What does food mean to you? While many of us LOVE food, it’s easy to understand how tricky this question can be. Our relationship with food is often quite complicated, considering the constant messages we receive about the way we “should” eat and look, trendy diets and so-called bad foods. Food evokes many emotions for most of us.
Thankfully, I’m going to let you in on a little secret. There are no good foods or bad foods, and the number on the scale doesn’t define your self worth. Enough dieting and deprivation, let’s fall back in love with food. Here are 5 tips to help you create joyful eating experiences and reboot your relationship with food.
Set Positive Intentions.
Intentions are less rigid than those lofty weight-related goals we are used to setting. They’re also a far cry from dieting and deprivation. You see, positive intentions create positive results. Plus, your intention can act as an affirmation of sorts. They’re a touch point for you to fall back on when your mind is a bit out of control. Remember there is no pass/fail with intentions so let go of the idea that perfection exists.
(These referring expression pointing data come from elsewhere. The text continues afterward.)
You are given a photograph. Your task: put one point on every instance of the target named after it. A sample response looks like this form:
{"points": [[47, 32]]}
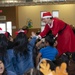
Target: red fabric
{"points": [[47, 14], [66, 39]]}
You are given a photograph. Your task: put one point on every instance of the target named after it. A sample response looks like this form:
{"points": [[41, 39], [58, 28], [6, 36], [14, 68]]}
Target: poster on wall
{"points": [[55, 13], [42, 23]]}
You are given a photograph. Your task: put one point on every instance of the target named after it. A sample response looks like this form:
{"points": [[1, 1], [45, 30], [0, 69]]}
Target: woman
{"points": [[23, 52]]}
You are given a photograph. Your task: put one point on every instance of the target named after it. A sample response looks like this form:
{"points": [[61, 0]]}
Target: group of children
{"points": [[18, 59]]}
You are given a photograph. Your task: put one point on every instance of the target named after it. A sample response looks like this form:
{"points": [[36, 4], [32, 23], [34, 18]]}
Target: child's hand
{"points": [[45, 68]]}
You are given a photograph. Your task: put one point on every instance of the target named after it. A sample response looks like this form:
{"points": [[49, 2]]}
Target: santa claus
{"points": [[66, 37]]}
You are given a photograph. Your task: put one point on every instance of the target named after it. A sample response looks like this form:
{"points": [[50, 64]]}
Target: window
{"points": [[6, 26]]}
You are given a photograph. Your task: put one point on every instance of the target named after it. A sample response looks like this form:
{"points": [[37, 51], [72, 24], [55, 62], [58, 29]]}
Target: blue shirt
{"points": [[24, 64], [49, 52]]}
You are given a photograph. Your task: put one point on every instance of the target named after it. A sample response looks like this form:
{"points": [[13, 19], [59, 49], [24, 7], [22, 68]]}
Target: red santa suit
{"points": [[66, 37]]}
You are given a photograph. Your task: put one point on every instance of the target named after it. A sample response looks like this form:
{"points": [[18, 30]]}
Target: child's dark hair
{"points": [[51, 39]]}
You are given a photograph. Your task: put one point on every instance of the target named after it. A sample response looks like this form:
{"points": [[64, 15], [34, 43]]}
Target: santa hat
{"points": [[47, 15], [23, 31]]}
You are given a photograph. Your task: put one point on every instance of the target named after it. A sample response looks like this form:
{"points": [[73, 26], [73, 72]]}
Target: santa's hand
{"points": [[45, 68]]}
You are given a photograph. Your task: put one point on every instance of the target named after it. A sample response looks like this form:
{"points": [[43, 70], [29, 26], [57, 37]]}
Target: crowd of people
{"points": [[19, 56]]}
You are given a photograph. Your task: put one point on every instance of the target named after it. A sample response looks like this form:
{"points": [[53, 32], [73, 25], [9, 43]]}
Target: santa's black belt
{"points": [[60, 31]]}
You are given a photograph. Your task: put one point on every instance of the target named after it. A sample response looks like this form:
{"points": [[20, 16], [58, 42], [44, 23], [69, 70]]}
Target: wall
{"points": [[66, 13]]}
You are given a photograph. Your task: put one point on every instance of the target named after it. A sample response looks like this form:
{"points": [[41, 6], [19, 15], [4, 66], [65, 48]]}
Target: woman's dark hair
{"points": [[3, 46], [20, 44], [5, 71], [51, 39]]}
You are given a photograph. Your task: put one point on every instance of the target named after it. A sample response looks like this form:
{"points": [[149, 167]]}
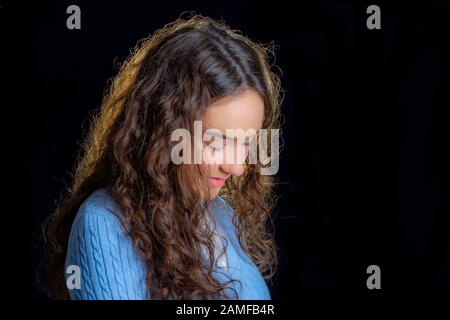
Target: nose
{"points": [[233, 169]]}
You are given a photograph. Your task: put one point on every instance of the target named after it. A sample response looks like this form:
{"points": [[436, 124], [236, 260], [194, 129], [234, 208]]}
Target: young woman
{"points": [[137, 225]]}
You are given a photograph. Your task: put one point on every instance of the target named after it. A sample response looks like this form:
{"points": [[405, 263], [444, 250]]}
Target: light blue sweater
{"points": [[110, 268]]}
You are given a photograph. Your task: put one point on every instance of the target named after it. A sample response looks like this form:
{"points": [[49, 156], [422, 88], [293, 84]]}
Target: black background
{"points": [[361, 170]]}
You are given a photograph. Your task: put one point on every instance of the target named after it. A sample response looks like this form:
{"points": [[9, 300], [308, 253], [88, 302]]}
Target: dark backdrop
{"points": [[361, 170]]}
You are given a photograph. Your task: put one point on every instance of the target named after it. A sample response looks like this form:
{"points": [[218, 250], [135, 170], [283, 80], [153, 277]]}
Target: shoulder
{"points": [[100, 204], [110, 266]]}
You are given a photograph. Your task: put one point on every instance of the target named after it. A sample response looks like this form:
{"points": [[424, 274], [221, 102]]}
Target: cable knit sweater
{"points": [[110, 267]]}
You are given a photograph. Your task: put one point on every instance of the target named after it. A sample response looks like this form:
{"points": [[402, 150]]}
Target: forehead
{"points": [[244, 111]]}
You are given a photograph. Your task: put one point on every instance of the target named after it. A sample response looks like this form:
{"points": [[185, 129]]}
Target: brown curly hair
{"points": [[168, 81]]}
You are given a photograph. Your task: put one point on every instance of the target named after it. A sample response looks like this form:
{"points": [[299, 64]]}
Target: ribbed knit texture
{"points": [[111, 269]]}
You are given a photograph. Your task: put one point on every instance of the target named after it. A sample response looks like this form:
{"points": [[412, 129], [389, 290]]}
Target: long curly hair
{"points": [[168, 81]]}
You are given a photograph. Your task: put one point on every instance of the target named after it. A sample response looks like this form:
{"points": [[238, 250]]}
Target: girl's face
{"points": [[243, 115]]}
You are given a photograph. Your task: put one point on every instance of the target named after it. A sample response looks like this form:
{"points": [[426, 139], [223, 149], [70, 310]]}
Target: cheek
{"points": [[210, 169]]}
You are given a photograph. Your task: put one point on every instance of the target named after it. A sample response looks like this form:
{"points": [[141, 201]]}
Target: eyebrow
{"points": [[225, 137]]}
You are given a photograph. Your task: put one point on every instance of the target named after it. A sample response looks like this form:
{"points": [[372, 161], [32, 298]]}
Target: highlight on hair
{"points": [[168, 82]]}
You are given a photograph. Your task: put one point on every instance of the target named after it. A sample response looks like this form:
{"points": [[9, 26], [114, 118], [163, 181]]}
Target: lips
{"points": [[216, 182]]}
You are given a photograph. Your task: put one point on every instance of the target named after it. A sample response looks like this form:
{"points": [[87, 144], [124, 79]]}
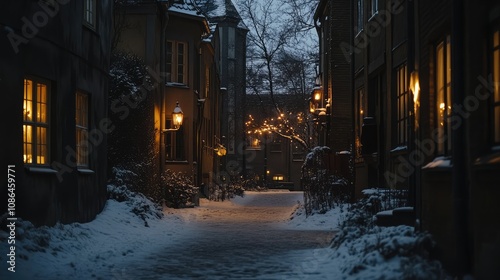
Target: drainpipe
{"points": [[164, 22], [460, 182]]}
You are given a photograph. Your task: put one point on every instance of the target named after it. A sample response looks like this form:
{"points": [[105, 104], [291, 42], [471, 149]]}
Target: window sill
{"points": [[439, 163], [489, 160], [85, 171], [41, 170]]}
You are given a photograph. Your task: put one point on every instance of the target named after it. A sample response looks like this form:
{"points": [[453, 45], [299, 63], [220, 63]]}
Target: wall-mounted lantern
{"points": [[177, 118]]}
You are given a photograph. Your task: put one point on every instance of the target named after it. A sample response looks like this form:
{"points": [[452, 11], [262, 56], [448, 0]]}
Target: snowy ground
{"points": [[260, 236]]}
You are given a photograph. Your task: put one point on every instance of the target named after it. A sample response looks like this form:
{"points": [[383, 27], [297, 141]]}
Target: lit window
{"points": [[360, 15], [443, 95], [278, 178], [82, 129], [35, 122], [176, 62], [361, 108], [496, 79], [89, 12], [402, 95], [298, 152], [174, 143], [373, 9]]}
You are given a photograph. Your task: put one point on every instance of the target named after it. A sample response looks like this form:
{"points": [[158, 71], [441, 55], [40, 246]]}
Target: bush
{"points": [[179, 189]]}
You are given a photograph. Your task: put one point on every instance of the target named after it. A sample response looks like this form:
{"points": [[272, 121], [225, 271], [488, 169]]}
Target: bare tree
{"points": [[279, 63]]}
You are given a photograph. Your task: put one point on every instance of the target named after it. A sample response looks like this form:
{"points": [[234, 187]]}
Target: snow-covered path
{"points": [[244, 239]]}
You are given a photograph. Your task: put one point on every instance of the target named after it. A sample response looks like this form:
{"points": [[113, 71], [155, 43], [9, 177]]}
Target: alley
{"points": [[244, 239]]}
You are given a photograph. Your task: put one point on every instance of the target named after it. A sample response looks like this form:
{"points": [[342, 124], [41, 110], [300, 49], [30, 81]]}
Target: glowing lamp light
{"points": [[221, 151], [177, 116]]}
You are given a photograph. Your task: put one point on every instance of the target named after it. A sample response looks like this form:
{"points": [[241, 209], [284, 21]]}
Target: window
{"points": [[402, 95], [373, 8], [89, 13], [496, 79], [177, 62], [36, 113], [443, 95], [254, 143], [360, 15], [174, 143], [82, 129], [361, 112]]}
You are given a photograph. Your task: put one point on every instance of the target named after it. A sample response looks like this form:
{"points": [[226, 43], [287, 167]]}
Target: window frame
{"points": [[372, 8], [443, 96], [90, 13], [82, 151], [35, 124], [361, 112], [402, 95], [172, 63]]}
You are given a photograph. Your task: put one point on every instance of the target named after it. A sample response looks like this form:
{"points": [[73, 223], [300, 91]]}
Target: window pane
{"points": [[496, 72], [440, 105], [27, 144], [41, 113], [28, 100]]}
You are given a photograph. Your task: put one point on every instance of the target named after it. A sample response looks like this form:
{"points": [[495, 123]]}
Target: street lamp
{"points": [[177, 118]]}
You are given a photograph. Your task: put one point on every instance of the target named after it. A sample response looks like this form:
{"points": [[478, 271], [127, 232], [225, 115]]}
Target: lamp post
{"points": [[177, 118]]}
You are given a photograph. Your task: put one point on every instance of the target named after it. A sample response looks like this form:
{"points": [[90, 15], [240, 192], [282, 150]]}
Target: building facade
{"points": [[426, 119], [54, 66]]}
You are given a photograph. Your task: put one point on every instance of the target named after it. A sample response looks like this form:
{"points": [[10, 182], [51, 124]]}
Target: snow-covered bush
{"points": [[322, 189], [179, 189]]}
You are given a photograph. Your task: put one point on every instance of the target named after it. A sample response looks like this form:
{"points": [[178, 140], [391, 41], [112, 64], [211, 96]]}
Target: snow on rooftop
{"points": [[439, 162]]}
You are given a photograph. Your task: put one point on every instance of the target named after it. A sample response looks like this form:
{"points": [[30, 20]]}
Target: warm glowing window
{"points": [[443, 95], [174, 143], [177, 62], [82, 128], [89, 12], [36, 122], [496, 79], [373, 8], [278, 178], [402, 95]]}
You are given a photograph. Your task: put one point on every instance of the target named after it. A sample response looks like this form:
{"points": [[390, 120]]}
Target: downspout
{"points": [[459, 179]]}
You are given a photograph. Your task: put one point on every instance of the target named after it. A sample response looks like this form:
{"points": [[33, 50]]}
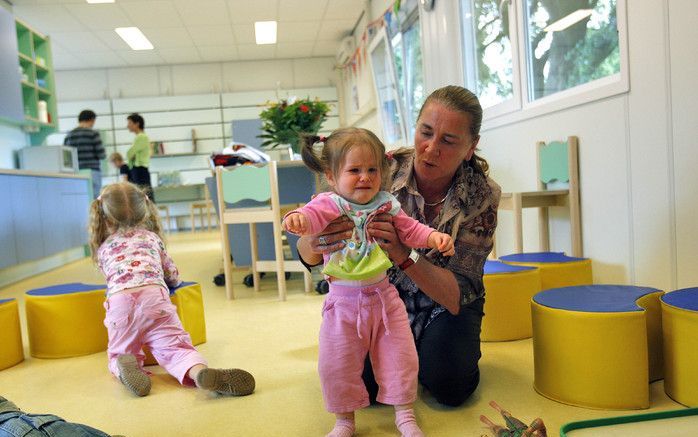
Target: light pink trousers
{"points": [[148, 318], [359, 320]]}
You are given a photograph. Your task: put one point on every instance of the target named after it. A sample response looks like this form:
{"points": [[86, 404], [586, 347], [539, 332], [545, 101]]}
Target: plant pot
{"points": [[282, 152]]}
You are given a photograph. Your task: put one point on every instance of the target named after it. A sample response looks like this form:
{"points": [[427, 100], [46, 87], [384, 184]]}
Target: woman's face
{"points": [[442, 141], [131, 126]]}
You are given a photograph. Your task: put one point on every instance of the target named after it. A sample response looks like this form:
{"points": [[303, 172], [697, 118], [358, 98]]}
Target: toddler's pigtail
{"points": [[97, 227], [308, 153]]}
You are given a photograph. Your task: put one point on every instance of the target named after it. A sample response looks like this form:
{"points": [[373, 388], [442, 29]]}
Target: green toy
{"points": [[515, 427]]}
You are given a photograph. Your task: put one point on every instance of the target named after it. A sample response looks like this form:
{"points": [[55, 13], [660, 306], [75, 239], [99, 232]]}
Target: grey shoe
{"points": [[131, 375], [232, 382]]}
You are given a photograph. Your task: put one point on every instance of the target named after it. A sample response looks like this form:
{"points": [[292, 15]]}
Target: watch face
{"points": [[428, 5]]}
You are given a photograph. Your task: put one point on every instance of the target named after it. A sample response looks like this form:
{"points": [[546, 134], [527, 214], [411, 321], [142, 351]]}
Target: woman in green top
{"points": [[138, 155]]}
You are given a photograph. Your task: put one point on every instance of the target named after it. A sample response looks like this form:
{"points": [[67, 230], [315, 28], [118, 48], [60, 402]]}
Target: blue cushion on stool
{"points": [[594, 298], [55, 290], [495, 267], [540, 257], [686, 299]]}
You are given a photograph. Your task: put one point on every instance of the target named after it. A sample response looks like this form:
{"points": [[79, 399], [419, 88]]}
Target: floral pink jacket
{"points": [[134, 258]]}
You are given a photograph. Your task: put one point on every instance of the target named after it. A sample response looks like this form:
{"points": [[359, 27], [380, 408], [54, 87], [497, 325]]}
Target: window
{"points": [[569, 43], [407, 47], [520, 54], [486, 25], [387, 92]]}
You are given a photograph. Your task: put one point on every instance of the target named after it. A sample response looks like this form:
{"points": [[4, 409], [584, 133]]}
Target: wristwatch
{"points": [[412, 258]]}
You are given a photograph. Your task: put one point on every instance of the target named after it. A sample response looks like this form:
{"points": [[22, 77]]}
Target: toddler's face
{"points": [[359, 177]]}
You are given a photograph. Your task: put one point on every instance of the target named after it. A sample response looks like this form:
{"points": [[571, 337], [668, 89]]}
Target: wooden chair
{"points": [[558, 185], [258, 183], [166, 222], [201, 208]]}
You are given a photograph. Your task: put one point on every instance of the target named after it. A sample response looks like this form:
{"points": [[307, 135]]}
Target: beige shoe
{"points": [[132, 376], [232, 382]]}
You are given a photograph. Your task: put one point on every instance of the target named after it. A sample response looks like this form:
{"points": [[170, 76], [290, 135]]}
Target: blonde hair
{"points": [[121, 206], [335, 149], [116, 156], [464, 101]]}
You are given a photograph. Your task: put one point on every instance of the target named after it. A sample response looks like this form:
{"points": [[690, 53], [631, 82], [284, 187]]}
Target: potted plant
{"points": [[283, 122]]}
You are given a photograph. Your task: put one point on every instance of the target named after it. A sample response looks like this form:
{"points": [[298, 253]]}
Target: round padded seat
{"points": [[66, 320], [556, 269], [680, 333], [597, 346], [508, 293], [11, 349]]}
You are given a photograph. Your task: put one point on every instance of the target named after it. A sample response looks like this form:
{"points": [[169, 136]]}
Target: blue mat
{"points": [[594, 298], [78, 287], [686, 299], [75, 287], [540, 257], [495, 267], [183, 284]]}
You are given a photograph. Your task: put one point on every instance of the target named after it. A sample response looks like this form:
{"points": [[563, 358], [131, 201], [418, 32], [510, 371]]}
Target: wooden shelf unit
{"points": [[36, 63]]}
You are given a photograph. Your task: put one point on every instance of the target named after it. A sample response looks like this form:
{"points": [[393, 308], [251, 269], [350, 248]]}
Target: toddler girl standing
{"points": [[126, 242], [363, 312]]}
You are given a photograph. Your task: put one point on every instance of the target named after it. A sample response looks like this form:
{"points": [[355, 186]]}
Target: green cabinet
{"points": [[37, 82]]}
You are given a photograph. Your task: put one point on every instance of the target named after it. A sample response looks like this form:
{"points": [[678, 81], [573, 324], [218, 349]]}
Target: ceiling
{"points": [[187, 31]]}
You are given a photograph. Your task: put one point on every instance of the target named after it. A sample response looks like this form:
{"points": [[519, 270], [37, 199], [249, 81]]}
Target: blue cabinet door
{"points": [[26, 215], [8, 251], [55, 215]]}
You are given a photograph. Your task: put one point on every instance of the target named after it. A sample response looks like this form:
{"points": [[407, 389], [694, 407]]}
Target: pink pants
{"points": [[148, 318], [359, 320]]}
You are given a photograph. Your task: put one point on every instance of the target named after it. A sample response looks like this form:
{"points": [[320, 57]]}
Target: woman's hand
{"points": [[383, 231], [442, 242], [296, 223], [332, 237]]}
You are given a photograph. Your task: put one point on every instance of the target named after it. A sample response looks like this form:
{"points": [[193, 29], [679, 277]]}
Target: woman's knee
{"points": [[453, 390]]}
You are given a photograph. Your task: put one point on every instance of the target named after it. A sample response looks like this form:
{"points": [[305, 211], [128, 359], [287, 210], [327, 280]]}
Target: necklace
{"points": [[440, 201]]}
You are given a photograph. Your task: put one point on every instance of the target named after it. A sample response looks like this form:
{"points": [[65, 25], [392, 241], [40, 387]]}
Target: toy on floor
{"points": [[515, 427]]}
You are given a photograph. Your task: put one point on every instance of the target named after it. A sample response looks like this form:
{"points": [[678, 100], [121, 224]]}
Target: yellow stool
{"points": [[11, 349], [680, 328], [508, 293], [66, 320], [556, 269], [597, 346], [190, 309]]}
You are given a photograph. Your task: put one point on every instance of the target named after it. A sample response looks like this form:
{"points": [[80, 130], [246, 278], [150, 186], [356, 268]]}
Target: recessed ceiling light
{"points": [[265, 32], [134, 38], [568, 20]]}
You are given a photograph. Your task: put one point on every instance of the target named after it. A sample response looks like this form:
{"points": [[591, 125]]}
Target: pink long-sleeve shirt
{"points": [[134, 258], [326, 207]]}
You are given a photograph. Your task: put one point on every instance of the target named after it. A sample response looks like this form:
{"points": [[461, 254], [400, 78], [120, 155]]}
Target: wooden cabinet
{"points": [[36, 81]]}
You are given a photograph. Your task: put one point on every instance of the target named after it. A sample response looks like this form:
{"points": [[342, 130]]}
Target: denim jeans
{"points": [[16, 423]]}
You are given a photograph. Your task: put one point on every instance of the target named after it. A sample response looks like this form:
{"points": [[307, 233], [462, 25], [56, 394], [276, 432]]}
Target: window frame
{"points": [[521, 107], [382, 37]]}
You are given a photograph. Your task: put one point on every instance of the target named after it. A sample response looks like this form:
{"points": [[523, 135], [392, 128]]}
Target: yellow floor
{"points": [[277, 342]]}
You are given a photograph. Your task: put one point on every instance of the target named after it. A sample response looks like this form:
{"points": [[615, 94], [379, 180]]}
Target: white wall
{"points": [[186, 79], [639, 186], [12, 138]]}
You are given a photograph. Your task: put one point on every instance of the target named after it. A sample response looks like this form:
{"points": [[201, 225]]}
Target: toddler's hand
{"points": [[296, 223], [442, 242]]}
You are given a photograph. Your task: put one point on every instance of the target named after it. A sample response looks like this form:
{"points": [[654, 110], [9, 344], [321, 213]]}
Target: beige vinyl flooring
{"points": [[278, 343]]}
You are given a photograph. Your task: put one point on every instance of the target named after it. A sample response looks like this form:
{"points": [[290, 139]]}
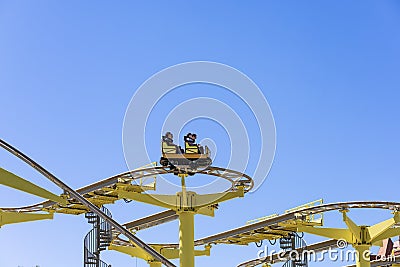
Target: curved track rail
{"points": [[235, 178], [87, 203]]}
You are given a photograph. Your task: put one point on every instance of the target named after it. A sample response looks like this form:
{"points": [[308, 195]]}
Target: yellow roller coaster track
{"points": [[107, 191]]}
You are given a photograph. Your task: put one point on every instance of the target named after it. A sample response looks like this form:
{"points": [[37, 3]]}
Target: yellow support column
{"points": [[186, 239], [155, 264]]}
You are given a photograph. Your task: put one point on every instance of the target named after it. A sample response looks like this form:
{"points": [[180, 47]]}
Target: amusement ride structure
{"points": [[184, 205]]}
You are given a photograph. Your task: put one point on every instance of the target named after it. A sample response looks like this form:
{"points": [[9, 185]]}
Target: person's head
{"points": [[169, 135]]}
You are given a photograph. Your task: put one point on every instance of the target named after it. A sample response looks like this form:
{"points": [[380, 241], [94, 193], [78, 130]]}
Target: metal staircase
{"points": [[97, 240], [293, 242]]}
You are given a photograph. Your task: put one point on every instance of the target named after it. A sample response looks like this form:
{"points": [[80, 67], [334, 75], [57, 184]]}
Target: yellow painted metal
{"points": [[186, 204], [363, 254], [11, 180], [186, 239], [360, 237], [155, 264], [317, 218], [264, 218], [7, 217]]}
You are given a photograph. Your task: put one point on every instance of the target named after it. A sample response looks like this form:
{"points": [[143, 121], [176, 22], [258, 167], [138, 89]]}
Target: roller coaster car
{"points": [[193, 158]]}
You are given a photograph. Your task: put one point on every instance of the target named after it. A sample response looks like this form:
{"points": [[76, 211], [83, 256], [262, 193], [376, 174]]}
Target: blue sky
{"points": [[329, 70]]}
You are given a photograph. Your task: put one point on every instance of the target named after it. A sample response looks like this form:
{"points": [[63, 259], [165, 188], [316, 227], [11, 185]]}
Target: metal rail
{"points": [[87, 203], [235, 178], [271, 222], [280, 257]]}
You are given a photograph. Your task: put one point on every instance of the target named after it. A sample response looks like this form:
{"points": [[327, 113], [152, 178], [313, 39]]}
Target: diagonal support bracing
{"points": [[11, 180]]}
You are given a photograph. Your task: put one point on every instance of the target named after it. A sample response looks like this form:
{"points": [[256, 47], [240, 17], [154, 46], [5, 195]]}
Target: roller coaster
{"points": [[134, 185]]}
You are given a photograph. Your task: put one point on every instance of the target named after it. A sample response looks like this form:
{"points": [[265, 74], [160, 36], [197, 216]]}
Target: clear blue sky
{"points": [[329, 70]]}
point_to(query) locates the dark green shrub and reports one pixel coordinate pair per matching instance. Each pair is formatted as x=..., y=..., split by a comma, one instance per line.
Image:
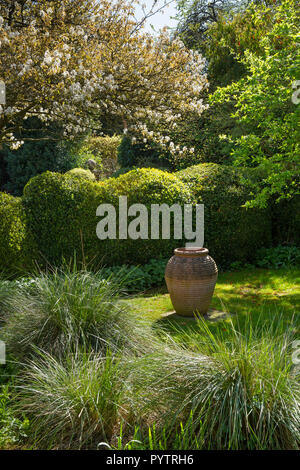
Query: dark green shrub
x=15, y=246
x=104, y=151
x=278, y=257
x=232, y=233
x=68, y=310
x=61, y=214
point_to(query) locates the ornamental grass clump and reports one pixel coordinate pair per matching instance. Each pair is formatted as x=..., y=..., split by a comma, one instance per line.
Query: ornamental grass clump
x=70, y=309
x=72, y=402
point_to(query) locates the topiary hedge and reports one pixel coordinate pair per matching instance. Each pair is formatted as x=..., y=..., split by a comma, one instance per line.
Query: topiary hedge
x=16, y=246
x=61, y=214
x=232, y=233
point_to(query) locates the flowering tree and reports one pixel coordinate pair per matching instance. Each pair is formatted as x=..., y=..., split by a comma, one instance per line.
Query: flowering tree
x=80, y=62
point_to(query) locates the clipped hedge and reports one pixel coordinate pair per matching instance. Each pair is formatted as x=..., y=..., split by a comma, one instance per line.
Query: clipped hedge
x=232, y=233
x=61, y=215
x=104, y=150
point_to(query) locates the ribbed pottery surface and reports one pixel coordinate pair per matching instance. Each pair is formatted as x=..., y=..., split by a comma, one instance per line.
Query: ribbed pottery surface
x=191, y=277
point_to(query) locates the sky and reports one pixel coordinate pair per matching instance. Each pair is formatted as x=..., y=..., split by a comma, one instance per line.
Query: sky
x=159, y=20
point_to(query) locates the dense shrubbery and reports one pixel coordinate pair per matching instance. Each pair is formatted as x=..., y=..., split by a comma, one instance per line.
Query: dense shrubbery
x=57, y=215
x=13, y=234
x=104, y=151
x=82, y=173
x=231, y=231
x=138, y=278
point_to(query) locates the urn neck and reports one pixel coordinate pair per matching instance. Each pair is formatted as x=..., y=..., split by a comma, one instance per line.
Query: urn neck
x=191, y=252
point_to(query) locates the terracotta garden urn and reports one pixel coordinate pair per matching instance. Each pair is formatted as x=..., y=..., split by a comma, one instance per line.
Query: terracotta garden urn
x=191, y=276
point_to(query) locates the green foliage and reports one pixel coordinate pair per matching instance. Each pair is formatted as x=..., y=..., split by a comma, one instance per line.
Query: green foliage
x=67, y=310
x=35, y=157
x=81, y=173
x=61, y=214
x=73, y=402
x=104, y=151
x=278, y=257
x=232, y=232
x=239, y=388
x=286, y=221
x=141, y=154
x=12, y=429
x=263, y=102
x=139, y=278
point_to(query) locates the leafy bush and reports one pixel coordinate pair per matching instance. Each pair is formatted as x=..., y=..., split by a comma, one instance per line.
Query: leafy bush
x=104, y=150
x=81, y=173
x=36, y=157
x=286, y=221
x=72, y=403
x=66, y=310
x=61, y=214
x=232, y=232
x=141, y=155
x=139, y=278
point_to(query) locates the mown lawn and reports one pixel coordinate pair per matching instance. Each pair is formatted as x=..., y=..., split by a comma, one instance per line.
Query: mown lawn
x=268, y=296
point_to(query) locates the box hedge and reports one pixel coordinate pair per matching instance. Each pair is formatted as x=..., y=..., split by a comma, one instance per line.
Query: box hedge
x=61, y=214
x=56, y=217
x=232, y=233
x=16, y=248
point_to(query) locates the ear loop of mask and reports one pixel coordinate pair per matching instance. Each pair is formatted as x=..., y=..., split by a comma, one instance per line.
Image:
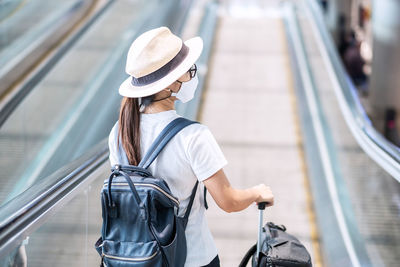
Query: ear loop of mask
x=170, y=93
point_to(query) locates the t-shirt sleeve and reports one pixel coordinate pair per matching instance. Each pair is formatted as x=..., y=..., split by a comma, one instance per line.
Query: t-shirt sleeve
x=205, y=155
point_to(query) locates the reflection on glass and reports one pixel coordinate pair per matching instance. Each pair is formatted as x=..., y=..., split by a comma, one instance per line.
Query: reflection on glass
x=73, y=107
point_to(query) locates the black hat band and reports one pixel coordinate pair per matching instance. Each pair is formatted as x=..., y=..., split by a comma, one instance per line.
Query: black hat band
x=164, y=70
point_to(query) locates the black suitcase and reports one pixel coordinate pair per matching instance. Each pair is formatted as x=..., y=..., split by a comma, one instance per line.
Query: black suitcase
x=275, y=247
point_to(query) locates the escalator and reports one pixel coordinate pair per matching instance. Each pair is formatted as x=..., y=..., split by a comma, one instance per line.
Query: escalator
x=54, y=148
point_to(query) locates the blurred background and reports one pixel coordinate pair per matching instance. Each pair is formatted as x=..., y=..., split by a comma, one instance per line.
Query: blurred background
x=301, y=95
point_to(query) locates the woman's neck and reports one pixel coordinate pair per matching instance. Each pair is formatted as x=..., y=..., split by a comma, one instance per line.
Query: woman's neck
x=156, y=107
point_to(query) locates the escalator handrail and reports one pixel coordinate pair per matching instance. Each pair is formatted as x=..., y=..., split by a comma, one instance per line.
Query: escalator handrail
x=372, y=142
x=32, y=205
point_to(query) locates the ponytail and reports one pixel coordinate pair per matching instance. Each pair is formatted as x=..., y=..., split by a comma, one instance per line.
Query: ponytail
x=129, y=129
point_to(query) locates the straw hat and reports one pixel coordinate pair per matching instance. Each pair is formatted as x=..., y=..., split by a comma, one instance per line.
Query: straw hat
x=156, y=59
Try This: The affirmation or intention, “I eat to nourish my body” is rooted in self-love and self-respect. It feels good, doesn’t it? When we eat to nourish our body it is not about depriving ourselves of our favorite foods but rather about bringing awareness to why we are eating and to create more moderate behaviors that promote overall wellness.
When is the last time you were truly engaged in an eating experience? Don’t worry, this doesn’t have to be tedious, but the more your practice, the more natural it becomes. Consider this — when we are mindful of our physical and emotional cues we can better understand why we eat, why we choose certain foods and which foods make us feel good. We can also give ourselves the opportunity to connect with our cooking, shopping and eating experiences, which will result in something I like to call “Food Gratitude.”
Mindful eating practices require us to slow down, which creates the space for awareness. Awareness is good. This is the root of any meaningful change. When we take time to breathe we give the opportunity to make a decision that’s different than our norm. We become aware of our emotions and the way our body feels. Do your best not to judge. Think “curious” instead.
Try This: Before each meal, pause to take 5 grounding breathes. Connect with yourself. Are you hungry? Bored? Anxious? Habitually eating? I’m talking to you, “evening snack.” If you are hungry, eat. If you realize that you have connected with an emotional cue, nurture your emotion, rather than feed it.
Nurture Your Emotions.
Feeding our emotions doesn’t change them. If anything, it exacerbates the negative emotions by piling on guilt and shame. There is no joy in that! Maybe the answer is that we need to experience the emotion to set it free? Breathe into it. Don’t be afraid of it. Be as compassionate with yourself as you would be with a friend.
You’re probably thinking, “easier said than done”, right? You’re right. This is really hard stuff but the hard stuff yields the most rewarding results!
Try This: Instead of feeding your emotions, love yourself. Maybe you take a bath, call a friend, roll out your yoga mat or take a walk. Get that emotional energy out!
Savor Each Bite.
When is the last time your truly tasted your food? It’s been a while, hasn’t it? Challenge yourself to taste each bite before you start to chew. Speaking of chewing, chew mindfully; challenge yourself to chew each bite around 10 times; you probably swallow at around 2-3! Pay attention to the way the flavor and texture of your food changes. Engage your other senses, too! By savoring each bite, you will enjoy less food — and still feel satisfied. I find I am more satisfied when I actually engage in a meal. There is no need for deprivation when you follow this technique.
Try This: Be it ice cream, spinach — or my favorite, potato chips — start by giving yourself the OKAY to enjoy the eating experience and really taste each bite. Savor them actually. The result is satisfaction and food gratitude. Guilt and shame don’t live here. Joy does! Yum!
Cashew Chocolate Truffles
¾ cup full fat coconut milk
10 oz dark chocolate chips
¼ cup cashew butter
¼ cup unsweetened cocoa powder
Place chocolate chips in medium heat-safe (glass or metal) bowl and set aside. Heat coconut milk in a small saucepan until it is simmering. Pour hot coconut milk over chopped chocolate, then gently whisk together until chocolate is melted and smooth. Stir in cashew butter. Cover chocolate mixture and refrigerate until it is firm enough to scoop, about 30-45 minutes. (If you wait to0 long it will become too firm to work with.) Dust your hands lightly with cocoa powder. Use a spoon or a small candy scoop to form small balls from ganache, and roll between your hands to make round. Finish by rolling them in a thin coating of cocoa powder. Freeze or refrigerate until ready to serve.